当然、日本語で喋っているわけではないので、訳の問題もあるのかもしれないのだが。
バリバリに切れる老齢の母親と、感性は鋭い息子(残念ながら失業中)の会話というのは、こういう硬さを含むものなのかもしれなあ、とも思うのだが。やはり、硬さの質が、ちょっと違うようだ。
塩野先生に向かって、人間をどう描くか、どう・どれだけ描けているかを語るなんて、そんな恐れ多いことをできるのは、息子氏だけではなかろうか・・・ということは判る。(笑)
私は、映画には疎く、実の所、ほとんど見ない門外漢なのだが、その私にとっても、映像でしか描けない人間味があるというのはわかる。

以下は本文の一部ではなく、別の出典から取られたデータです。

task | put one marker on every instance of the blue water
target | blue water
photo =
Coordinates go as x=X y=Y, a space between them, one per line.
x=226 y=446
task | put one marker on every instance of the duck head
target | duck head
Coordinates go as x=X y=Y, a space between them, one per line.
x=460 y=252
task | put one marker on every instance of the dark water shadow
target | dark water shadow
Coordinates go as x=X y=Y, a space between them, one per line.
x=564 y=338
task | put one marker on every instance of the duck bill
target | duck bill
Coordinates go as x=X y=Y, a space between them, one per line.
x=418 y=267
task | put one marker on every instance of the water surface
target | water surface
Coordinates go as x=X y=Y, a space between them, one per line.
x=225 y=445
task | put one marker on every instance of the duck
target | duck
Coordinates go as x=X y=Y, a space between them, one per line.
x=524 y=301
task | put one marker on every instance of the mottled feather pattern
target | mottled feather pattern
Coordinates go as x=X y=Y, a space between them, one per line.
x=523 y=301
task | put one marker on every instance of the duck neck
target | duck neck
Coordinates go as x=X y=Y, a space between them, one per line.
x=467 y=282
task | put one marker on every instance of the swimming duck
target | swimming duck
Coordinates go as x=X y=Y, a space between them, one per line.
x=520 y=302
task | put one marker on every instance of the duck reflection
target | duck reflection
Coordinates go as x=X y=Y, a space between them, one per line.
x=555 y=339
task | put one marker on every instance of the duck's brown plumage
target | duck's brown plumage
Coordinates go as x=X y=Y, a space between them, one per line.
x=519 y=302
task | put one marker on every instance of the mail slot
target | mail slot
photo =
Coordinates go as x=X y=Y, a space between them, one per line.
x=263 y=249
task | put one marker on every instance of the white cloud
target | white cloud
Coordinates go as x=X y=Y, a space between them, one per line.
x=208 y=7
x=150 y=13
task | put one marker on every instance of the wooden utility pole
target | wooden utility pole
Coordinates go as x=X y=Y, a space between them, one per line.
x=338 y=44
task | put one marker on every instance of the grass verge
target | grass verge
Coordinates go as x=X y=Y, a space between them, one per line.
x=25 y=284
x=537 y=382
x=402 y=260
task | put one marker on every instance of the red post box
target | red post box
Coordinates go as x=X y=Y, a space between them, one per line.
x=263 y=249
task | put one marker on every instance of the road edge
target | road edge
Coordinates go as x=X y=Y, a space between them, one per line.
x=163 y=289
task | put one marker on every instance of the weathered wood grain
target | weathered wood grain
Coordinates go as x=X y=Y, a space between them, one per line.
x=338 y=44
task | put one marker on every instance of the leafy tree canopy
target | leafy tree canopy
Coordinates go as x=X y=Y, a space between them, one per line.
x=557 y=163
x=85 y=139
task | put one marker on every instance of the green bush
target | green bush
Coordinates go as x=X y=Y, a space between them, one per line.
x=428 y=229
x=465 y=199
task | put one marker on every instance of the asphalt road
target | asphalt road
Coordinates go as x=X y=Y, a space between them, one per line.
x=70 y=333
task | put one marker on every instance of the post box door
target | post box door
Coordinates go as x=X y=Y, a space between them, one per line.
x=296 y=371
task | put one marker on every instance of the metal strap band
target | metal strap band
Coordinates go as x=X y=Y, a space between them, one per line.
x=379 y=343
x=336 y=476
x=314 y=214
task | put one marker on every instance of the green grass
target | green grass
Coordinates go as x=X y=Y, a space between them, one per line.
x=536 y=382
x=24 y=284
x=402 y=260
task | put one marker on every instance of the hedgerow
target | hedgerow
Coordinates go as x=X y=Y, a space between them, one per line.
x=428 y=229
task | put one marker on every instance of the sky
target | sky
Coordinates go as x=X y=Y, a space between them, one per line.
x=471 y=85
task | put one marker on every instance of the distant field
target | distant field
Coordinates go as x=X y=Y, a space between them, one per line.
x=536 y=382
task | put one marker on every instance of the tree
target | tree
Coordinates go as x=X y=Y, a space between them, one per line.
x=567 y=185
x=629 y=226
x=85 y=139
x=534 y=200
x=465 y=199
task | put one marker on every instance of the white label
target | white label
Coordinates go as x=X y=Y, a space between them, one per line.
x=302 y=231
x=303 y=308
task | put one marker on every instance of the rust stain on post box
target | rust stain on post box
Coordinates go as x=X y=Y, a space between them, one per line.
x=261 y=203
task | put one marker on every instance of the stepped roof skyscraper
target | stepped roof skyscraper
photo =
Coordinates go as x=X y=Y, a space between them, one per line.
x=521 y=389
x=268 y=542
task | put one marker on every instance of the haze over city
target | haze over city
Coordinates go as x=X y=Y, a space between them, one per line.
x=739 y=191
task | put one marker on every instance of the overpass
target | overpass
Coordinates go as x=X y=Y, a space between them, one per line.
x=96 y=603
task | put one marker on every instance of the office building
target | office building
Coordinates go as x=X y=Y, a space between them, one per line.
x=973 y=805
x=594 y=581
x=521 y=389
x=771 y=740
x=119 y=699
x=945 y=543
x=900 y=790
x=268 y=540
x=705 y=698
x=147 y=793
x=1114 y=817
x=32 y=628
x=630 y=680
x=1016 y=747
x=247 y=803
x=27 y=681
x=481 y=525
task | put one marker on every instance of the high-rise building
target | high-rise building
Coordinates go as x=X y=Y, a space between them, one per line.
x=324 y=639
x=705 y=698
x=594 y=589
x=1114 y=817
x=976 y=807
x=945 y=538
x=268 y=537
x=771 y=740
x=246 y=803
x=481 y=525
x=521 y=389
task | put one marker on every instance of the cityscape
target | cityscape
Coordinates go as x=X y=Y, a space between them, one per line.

だから、彼らの話は、私にも想像はつく程度の距離感ではあったのだが、実際の所、惹かれるというより、感心するのがせいぜいだった。
何に感心したのか。
この人たちは、映画が好きなのだ。
もう少しちゃんと言うと、映像で人間を描くこと、つまり、映像で人間を描こうとしている人の頭の中に、興味が尽きない人たちなのである。
何せ、その昔、生前の黒澤監督の家に遊びに行っていたという親子でもあり、古今東西・新旧の名作をあまねく取り上げていて。私が自分で見たことのある映画に関しては「そんな見方もあるのか」、見たことのない作品には「そんな映画もあるのか」と、ど素人の私も、それなりに楽しんだ。
本の造りも、活字が大きい会話文だから、密度が低くて読みやすい。息抜きにはもってこいだろう。
私も、いくつか興味が湧いた作品をピックアップしておいて、見てみようと思ったのだが。それは、やめにした。
それでは、単なる広告として読んでいることになり、本書の主題に反する。
また、私にしても、単純に広告に引っかかるだけの人間に成り下がるようなのも、ぞっとしませんのでね。
Amazonはこちら
ローマで語る 単行本
文庫もございます。
ローマで語る (集英社文庫)
以下、ついでに挙げておく。
塩野先生の著になる絵本である。
コンスタンティノープルの渡し守
旧版はこちら。
コンスタンティノープルの渡し守 (1980年)
漁夫マルコの見た夢
旧版はこちら。
漁夫マルコの見た夢 (1979年)
どちらも、簡単なストーリーに、エキゾチックな挿絵で構成された、大人向きの絵本である。子供に読んでやれる類の内容ではない。大人が息抜きのために眺める用途に適するだろうが、それにしても、少々軽すぎる分量ではある。
両方とも、随分古くに出版されて、再販されて今に至るらしい。
内容からすると、「コンスタンティノープルの陥落」や、「海の都の物語」の辺りをお書きになったのと、同時期の作であるように察せられる。
ちなみにだが、「海の都の物語」は私のお気に入りの一つだ。デキる男が突っ走る、先生のオハコのパターンとは一線を画した、組織論が光っている。ヴェネツィアは、「通商で繁栄した小さな島国」であり、あやかるべき示唆も多いように感じる。今や文庫もあるので。お勧めである。